In Genesis 3, Adam and Eve thought they could hide in the bushes and escape the gaze of the Creator of the Universe. Really? Then their son Cain tried the same game. His pride led him to believe he could lie about the murder of his brother, as if the Creator of the Universe would not know about it. Again, really?
It is why the starting point of approaching God is surrender, even though we (or I) often hear that the starting point is seeking healing. And in one sense, that is correct. But that self-focus will only lead to reconciliation when it leads to a letting go of self. After all, we must lose our lives to gain our souls (Matthew 16:25-26).
These complementary truths – letting go to be saved – are incomprehensible to those whose hearts are not seeking God.

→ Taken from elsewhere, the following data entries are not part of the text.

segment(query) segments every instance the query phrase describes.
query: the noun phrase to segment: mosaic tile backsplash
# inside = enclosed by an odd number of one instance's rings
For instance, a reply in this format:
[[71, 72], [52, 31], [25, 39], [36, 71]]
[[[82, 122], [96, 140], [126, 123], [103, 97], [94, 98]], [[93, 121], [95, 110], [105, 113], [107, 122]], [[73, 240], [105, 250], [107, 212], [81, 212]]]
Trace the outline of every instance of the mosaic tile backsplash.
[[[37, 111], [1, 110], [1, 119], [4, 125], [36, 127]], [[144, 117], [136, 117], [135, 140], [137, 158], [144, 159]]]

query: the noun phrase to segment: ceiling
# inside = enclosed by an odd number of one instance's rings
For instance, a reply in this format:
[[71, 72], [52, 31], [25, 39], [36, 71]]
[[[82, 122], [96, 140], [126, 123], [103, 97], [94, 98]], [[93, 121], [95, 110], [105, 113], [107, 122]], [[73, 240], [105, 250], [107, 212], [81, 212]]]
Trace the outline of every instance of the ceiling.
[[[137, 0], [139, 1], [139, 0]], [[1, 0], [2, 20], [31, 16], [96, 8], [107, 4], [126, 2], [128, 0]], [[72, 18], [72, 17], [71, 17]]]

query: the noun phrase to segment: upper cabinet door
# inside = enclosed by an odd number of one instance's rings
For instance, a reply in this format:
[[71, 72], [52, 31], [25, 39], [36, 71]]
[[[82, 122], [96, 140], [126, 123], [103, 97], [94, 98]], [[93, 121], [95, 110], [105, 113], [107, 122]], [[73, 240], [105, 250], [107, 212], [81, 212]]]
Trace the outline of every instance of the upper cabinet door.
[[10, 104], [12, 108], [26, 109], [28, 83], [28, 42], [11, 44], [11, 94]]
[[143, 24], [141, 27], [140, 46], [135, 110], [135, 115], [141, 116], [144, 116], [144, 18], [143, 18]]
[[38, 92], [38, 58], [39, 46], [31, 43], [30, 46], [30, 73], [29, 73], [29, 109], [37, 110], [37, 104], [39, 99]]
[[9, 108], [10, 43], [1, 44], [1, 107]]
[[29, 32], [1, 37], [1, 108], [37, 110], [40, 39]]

It is why they cannot talk about, let alone describe, the problem of evil.
N.T. Wright saw this problem (of not understanding evil) in both modernism and post-modernism. The first stance becomes mechanistic. The second makes everything meaningless. As Wright described it:
First, postmodern analysis is essentially…. Dehumanising. There is no moral dignity left because there is nobody left to bear the blame…. Second, the analysis of evil offered by postmodernity allows for no redemptions… there is no way back to the solid ground of truth from the quicksands of deconstruction. [ii]
What are we to do in the face of pride and its resultant evil?
I suggest that the first thing we need to do with those around us – family, colleagues, students – is to find a way to talk about it. Many times I have asked teenage students in Christian schools, “What is sin?”, and they cannot answer with any coherency. The same happens if I introduce the concept of evil. And sadly, it also happens too often with my (Christian) tertiary students. We must ask God, through His Word and His Holy Spirit, to help us renew our minds enough to find out how to build bridges into the hearts and minds of our students so that they can start to see the reality of Pride and its resultant sin-driven pain.
Turning towards grace through faith is central to such a journey. Wright gave these pastoral insights in terms of turning away from the desire of self-belonging and turning towards our Creator:
The line between good and evil runs through each one of us. (p. 38)
The sea is powerful, but God the Creator is more powerful still. Evil may still be a four-letter word. But so, thank God, is love. (p. 41)
The “problem of evil” is not simply or purely a “cosmic” thing; it is also a problem about me. And God has dealt with that problem on the cross of his Son, the Messiah. (p. 97)
Lewis also saw that the ‘opposite’ of sinful pride was charity (love), and he gave some practical advice about how to grow and mature in such love:
Do not waste time bothering whether you ‘love’ your neighbour; act as if you did… When you are behaving as if you loved someone, you will presently come to love him. … Good and evil both increase at compound interest. … Christian Love, either towards God or towards man, is an affair of the will. (“Mere Christianity”, pp. 114-116)
So - how do we invite our students to love God and each other more? Calling out when such heart-states are not present will be part of the mix. But as Augustine noted in his On Christian Teaching, it also involves us being prayerful (to know the hearts of our students) and recognising that we are the message as well as the messenger. That is the basis for then inviting our children and young people to do good, even if they do not ‘feel’ like it.
Grace and peace,
Stephen
PS – there is a book being printed called Why Good Thinking Starts with God. Below is the link that describes it, and another on how to preorder it… and yes, in the interests of transparency, I admit I had the privilege of authoring it.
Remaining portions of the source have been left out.